That said, there are issues.
First, you used way too many adverbs (-ly words). Don’t. If you need to use an adverb it is most likely because you used the wrong verb to start with. As an example, on page 2 you wrote: They swiftly become still. Where this works just as well: The students freeze, stone still. I think you get the idea.
Second, the children’s dialogue sounds too mature--they don’t sound like fourth graders. For example, on page 4: DENNIS Each card has a name, and a very specific set of instructions on it. It is vital that each of you follow these steps exactly.
Just doesn’t ring true.
Finally, not sure this works in the grade school setting. I see this more as a high school comedy. But, if you want to keep this in the grade school setting I would suggest you rent some of the Our Gang comedies from the 30s and 40s (I know, I’m dating myself here, but they are classics and involve kids in this age group). A little research goes a long way.

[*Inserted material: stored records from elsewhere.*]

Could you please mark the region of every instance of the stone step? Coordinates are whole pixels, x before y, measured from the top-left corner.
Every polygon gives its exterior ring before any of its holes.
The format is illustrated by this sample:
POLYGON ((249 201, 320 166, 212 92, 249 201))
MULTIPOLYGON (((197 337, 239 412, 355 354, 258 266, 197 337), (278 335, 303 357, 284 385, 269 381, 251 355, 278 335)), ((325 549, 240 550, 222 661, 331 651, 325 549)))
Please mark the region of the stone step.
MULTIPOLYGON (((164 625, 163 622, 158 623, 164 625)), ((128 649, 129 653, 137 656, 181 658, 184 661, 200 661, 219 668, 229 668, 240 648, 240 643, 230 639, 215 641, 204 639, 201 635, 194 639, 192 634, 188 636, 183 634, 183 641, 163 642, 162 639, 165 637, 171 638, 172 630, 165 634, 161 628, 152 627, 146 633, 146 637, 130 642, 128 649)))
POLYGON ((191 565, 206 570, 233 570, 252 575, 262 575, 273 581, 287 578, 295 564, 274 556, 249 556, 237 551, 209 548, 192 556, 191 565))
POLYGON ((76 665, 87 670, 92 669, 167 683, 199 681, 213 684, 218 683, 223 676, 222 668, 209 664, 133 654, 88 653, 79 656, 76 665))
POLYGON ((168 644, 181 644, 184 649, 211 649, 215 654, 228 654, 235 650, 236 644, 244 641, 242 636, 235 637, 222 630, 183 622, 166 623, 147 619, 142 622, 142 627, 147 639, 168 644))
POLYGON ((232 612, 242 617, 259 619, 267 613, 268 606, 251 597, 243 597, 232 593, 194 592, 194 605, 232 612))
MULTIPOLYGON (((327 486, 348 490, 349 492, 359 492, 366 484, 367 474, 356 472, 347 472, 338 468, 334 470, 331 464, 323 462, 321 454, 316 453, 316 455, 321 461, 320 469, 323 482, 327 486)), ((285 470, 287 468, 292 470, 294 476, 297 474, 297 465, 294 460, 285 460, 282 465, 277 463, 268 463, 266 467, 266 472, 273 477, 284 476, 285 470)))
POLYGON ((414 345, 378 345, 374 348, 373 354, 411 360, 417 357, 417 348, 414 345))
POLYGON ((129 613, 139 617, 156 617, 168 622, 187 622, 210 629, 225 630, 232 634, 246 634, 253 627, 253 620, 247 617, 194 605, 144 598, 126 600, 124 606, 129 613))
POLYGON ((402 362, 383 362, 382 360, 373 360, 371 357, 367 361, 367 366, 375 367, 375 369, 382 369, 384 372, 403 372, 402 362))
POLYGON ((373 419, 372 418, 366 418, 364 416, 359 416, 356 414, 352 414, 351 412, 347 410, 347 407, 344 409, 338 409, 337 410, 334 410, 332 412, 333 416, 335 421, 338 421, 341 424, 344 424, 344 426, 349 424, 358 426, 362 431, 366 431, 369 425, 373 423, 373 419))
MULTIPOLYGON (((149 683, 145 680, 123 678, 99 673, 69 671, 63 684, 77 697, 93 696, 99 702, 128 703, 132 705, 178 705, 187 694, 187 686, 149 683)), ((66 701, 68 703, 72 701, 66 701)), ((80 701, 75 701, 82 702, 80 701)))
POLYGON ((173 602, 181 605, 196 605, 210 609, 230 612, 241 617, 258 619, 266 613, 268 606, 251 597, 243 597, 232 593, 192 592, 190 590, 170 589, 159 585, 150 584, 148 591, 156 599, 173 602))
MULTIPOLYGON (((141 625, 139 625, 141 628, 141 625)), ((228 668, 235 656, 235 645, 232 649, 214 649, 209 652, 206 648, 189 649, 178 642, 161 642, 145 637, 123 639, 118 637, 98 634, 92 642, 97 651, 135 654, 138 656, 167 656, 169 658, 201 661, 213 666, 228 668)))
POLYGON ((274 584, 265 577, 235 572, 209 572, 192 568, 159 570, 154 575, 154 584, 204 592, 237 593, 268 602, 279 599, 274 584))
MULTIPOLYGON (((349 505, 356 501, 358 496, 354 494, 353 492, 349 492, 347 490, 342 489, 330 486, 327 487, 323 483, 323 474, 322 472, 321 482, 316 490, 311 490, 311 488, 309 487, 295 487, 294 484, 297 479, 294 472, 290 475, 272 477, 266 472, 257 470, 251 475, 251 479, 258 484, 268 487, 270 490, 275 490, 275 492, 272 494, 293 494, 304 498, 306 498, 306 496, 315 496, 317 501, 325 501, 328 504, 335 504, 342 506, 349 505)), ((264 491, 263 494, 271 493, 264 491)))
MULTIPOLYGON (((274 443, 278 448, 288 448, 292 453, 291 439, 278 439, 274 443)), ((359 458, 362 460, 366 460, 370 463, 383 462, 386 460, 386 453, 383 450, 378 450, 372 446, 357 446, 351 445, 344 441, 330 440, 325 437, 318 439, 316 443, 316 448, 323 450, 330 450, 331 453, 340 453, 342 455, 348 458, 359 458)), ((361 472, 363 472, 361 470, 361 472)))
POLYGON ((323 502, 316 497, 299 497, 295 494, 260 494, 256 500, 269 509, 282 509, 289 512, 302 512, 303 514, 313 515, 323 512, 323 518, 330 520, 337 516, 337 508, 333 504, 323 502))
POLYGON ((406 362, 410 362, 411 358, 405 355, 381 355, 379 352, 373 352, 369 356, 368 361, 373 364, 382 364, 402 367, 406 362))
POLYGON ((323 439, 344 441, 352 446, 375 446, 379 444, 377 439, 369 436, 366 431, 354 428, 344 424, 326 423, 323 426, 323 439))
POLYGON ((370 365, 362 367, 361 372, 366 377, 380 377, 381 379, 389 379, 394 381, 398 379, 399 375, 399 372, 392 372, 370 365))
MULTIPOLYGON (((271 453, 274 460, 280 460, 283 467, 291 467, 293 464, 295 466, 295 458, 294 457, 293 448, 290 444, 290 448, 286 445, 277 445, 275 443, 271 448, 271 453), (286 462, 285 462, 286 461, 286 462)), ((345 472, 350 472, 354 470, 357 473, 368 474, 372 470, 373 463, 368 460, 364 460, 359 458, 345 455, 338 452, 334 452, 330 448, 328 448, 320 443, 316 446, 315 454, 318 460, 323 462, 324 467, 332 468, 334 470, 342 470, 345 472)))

I think this was a good first crack at writing a screenplay. Revise and re-post if you want or write something new. Either way, don’t give up and always, Keep Writing!
[page by page critique]
Page 1: Formatting issue: you forgot FADE IN: Also, keep your description and action paragraphs limited to 3 or 4 lines. One of the first things a script reader will look for is the amount of BLACK (how much verbiage) is on the page. You could break up that first paragraph of 8 lines like this: 15 STUDENTS sit in a small, hot classroom. Posters of former presidents hang on the walls, some half fallen. It is a gorgeous day outside, yet these children are trapped in what feels like a heat box. Fans eternally spinning to no avail.
At the front of the room is MRS. JANSEN (75), an old woman with long, ashen hair pulled into a bun. Her pupils show nothing but apathy towards her and her lesson. She appears even more disinterested than they.

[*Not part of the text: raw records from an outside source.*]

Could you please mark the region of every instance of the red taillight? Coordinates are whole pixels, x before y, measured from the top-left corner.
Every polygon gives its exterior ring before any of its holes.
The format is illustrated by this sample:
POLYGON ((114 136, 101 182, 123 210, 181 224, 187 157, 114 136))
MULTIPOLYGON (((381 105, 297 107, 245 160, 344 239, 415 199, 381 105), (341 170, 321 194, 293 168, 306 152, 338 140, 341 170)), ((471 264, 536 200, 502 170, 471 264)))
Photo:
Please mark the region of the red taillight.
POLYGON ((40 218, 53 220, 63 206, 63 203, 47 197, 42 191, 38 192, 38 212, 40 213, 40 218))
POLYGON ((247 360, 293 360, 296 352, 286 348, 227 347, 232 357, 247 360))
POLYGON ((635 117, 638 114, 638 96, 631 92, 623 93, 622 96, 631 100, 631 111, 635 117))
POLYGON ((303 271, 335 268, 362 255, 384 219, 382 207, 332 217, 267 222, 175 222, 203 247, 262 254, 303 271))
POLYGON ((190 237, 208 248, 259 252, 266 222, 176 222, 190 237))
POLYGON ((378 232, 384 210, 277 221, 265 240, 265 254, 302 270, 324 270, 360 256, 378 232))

Another thing to keep in mind is that you don’t put anything on the page that cannot be filmed. For example you wrote: ‘...yet these children are trapped in what feels like a heat box.’
‘...in what feels like...’ cannot be filmed and, it is telling, not showing. Maybe something like:
It is a gorgeous day outside, yet these children are trapped in inside, sweating profusely. Fans eternally spinning to no avail.
You introduce us to DENNIS but fail to give us his last name, a name Mrs. Jansen addresses him by: Mr. Pajak. Please introduce all your characters with their first and last names were appropriate to eliminate confusion later in the script.
Page 2: Mrs. Jansen seems to be very straight laced and by the book, so I doubt she would say: ‘...10 vocab questions...’. What rings more true is if she said: ‘...10 vocabulary questions...’.
Melanie is 9 years-old yet she talks like a much older person. I don’t think a fourth grader would say: ‘Looks like our classmates don’t agree.’ Maybe just keep it simple: They don’t think so.
Page 3: Same with Dennis’ dialogue: What should I do? Go up and beg Jansen to postpone the test? She’d hit me with her broomstick. I just don’t see a fourth grader using the word ‘postpone’. Maybe something like: What should I do? Go up and beg her not to give us the test? She’d hit me with her broomstick.
Page 4: First paragraph needs to be broken up--too many lines.
Page 5: The janitor parks his car in a garage? Really?
Page 6: You have Steven ask for string. Joe, the cashier goes to the back room to get it? It’s a hardware store! String would be on display, on a shelf. You need to be very careful that your story rings true. This doesn’t.
Page 7: Another gob of black at the bottom of the page. Break it up.
Page 10: Nice twist at the end. Open book test.
One man’s opinion – mileage may vary – batteries not included.